Reason.com has a spoof video of Chrysler’s “Halftime in America” Super Bowl ad. The narrator, in a raspy Clint Eastwood impersonation, says: “People are out of work and they’re hurting. And they’re wondering where all their money went. Well, $12.5 billion of it went to Chrysler. In the form of a bailout. But it’s OK, because Chrysler is all-American. Though, technically, 58.5 percent of Chrysler is owned by an Italian corporation. And Chrysler manufactures many of its vehicles in Canada. And Mexico. But I guess that doesn’t make for a great commercial.”

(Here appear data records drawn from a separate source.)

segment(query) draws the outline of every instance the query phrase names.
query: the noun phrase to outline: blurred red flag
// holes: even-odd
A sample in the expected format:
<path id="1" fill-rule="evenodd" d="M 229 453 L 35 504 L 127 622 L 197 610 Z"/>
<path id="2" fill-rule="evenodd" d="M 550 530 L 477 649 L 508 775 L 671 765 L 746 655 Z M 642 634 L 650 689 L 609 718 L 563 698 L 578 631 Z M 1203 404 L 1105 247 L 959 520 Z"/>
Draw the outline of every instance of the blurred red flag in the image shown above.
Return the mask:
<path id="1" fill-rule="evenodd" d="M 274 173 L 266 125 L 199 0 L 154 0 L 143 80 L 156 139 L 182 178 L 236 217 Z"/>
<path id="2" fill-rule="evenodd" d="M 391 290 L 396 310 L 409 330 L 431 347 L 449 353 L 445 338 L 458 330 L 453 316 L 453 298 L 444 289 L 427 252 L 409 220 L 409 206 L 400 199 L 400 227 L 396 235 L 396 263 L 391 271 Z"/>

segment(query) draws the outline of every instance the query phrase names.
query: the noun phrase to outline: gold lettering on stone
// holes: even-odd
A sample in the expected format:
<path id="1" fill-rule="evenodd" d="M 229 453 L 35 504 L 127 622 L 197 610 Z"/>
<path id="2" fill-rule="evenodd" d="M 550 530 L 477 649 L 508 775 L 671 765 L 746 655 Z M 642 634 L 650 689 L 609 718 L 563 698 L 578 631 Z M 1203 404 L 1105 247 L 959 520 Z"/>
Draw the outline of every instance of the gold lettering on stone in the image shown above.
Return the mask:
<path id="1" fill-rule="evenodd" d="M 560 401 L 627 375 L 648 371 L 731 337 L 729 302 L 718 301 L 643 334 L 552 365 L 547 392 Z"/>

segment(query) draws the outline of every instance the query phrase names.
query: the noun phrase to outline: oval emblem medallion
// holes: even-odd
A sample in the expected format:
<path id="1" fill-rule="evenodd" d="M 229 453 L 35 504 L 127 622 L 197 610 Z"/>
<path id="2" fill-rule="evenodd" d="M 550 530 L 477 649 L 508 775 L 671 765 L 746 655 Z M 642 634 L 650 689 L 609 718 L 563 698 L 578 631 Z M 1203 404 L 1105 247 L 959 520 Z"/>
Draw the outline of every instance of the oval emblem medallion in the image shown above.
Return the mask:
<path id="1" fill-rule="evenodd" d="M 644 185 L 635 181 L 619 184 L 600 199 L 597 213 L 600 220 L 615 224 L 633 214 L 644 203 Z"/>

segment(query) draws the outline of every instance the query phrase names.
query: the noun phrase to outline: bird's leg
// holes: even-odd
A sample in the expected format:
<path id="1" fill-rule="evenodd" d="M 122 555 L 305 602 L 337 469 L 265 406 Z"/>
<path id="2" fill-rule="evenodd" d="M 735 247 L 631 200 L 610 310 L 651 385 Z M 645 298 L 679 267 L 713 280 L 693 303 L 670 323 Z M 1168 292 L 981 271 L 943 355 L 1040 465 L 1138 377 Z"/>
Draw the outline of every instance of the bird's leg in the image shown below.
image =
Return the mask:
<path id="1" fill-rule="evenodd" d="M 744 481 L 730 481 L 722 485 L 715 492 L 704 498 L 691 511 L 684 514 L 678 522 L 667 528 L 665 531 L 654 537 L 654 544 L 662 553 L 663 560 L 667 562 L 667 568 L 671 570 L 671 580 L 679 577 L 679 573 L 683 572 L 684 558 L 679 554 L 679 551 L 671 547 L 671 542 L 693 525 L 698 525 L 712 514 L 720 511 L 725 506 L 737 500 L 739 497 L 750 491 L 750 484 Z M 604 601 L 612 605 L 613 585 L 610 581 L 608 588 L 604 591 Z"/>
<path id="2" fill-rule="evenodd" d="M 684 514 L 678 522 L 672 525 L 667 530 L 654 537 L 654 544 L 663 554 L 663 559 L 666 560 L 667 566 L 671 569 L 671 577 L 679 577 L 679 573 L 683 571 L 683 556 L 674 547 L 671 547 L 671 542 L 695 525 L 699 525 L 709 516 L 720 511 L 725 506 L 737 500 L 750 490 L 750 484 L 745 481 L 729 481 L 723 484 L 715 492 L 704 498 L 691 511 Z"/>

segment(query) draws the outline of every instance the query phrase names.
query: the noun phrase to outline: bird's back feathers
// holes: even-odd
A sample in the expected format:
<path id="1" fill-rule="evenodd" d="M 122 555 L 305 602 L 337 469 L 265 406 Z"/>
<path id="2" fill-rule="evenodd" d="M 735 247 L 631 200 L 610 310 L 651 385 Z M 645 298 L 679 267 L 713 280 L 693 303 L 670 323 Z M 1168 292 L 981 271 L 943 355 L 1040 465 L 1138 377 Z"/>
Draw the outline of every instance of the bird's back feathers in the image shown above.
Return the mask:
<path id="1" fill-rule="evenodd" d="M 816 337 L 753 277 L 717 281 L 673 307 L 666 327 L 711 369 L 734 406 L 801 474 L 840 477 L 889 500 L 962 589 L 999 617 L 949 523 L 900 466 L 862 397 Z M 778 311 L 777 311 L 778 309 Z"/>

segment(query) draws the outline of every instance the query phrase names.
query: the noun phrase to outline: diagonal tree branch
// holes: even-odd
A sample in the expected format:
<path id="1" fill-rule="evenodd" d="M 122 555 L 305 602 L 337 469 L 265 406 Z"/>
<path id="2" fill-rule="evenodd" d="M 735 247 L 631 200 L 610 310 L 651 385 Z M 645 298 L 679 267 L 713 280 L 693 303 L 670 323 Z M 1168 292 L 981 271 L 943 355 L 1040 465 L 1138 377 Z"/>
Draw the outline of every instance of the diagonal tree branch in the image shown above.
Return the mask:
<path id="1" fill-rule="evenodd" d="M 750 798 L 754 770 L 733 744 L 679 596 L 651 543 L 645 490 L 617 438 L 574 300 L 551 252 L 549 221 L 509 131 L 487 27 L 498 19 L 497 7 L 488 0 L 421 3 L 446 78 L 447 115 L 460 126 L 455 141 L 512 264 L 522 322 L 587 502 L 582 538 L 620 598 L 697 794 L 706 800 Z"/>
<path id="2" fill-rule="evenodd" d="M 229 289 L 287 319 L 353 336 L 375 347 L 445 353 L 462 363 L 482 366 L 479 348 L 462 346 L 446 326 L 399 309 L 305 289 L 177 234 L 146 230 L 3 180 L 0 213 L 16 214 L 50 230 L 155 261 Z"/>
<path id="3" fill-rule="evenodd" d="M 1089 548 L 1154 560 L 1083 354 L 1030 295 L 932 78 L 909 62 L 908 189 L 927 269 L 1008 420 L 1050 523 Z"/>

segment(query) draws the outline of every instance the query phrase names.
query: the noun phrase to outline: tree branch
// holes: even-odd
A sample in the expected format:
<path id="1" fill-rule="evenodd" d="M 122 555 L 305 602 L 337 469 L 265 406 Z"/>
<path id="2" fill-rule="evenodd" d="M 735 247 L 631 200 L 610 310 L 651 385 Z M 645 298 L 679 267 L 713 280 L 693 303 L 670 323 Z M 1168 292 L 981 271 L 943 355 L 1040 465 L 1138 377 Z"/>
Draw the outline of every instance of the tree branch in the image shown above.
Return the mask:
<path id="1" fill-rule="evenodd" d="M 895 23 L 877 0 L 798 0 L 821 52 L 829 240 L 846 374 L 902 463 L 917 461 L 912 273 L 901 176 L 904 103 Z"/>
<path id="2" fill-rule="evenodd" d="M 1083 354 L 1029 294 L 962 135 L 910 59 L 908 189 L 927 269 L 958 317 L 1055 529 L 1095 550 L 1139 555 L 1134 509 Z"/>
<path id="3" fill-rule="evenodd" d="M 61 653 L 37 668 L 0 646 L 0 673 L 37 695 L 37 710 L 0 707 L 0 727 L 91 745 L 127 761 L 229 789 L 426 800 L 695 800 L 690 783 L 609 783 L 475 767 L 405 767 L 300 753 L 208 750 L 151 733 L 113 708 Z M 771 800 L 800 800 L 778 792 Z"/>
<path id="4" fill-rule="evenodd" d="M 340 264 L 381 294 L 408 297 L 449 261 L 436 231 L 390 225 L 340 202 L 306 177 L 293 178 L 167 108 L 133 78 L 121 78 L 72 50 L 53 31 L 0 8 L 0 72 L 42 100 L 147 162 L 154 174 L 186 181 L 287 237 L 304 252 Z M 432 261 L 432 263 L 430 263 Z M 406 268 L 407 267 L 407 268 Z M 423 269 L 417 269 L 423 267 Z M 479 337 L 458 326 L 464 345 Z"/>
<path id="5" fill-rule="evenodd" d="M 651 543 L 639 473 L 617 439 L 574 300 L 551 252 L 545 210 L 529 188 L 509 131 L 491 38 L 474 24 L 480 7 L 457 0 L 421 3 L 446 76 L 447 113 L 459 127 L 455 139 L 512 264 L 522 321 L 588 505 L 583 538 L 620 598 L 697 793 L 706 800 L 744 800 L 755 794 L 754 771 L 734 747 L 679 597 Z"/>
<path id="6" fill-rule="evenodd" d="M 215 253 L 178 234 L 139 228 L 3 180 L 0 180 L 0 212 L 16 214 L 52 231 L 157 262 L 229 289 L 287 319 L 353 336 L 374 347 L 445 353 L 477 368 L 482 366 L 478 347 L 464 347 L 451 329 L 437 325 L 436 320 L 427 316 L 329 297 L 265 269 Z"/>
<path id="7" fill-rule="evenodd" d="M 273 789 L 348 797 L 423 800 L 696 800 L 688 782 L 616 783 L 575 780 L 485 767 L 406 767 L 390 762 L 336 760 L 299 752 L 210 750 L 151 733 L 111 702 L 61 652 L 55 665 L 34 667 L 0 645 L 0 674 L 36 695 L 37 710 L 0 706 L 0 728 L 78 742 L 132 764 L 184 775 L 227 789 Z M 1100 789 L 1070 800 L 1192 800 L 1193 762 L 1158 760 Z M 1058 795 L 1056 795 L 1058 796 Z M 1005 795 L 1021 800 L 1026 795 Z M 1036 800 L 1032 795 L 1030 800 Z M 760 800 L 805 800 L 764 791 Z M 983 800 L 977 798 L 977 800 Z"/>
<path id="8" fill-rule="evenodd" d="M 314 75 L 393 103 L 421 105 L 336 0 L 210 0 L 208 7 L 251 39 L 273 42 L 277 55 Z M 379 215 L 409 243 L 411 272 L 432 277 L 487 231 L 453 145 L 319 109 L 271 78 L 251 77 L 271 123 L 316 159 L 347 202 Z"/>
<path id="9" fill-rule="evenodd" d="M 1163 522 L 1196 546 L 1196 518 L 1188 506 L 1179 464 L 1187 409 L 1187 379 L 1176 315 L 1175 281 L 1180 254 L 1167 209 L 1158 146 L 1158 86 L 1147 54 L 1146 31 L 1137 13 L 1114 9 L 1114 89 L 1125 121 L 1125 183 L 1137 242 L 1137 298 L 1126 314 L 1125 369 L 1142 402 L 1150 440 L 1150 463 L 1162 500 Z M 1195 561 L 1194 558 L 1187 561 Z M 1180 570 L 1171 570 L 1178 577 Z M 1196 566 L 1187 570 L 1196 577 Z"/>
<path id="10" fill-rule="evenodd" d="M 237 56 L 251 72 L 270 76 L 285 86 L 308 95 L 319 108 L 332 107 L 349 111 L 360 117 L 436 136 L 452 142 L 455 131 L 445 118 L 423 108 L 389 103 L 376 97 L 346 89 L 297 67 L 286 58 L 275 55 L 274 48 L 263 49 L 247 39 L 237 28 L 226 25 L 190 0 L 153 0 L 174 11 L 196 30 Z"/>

Kansas Secretary of State Kris Kobach said that the anti-immigration law he crafted has increased Alabama’s reputation around the country. “There are many legislators in other states that are saying, you know, ‘They’ve really done something great,’” he told the public radio show “This American Life.” But an editorial by the Mobile, Ala., Press-Register complained that “such comments could only come from someone who has no real ties to Alabama but who wants to use the state as a guinea pig for his own personal gain.” The editorial said that the law “has embarrassed the governor, discouraged industry, scared legal immigrants and, according to a recent report, been a drag on the state economy it was supposed to help.”
Though he is OK with higher taxes on the wealthy, noting that the top capital-gains rate was 28 percent under President Reagan and “the economy did fine,” columnist Robert J. Samuelson argued that a “Buffett Tax,” named after billionaire Warren Buffett, wouldn’t make much of a dent in the federal deficit. “In September, the Congressional Budget Office estimated the 10-year deficit at $8.5 trillion,” Samuelson wrote. “The nonpartisan Tax Foundation estimates that a Buffett Tax might now raise $40 billion annually.” Though every bit helps, the debate is mostly a political distraction from the real work needed to create jobs and significantly reduce the deficit, Samuelson argued.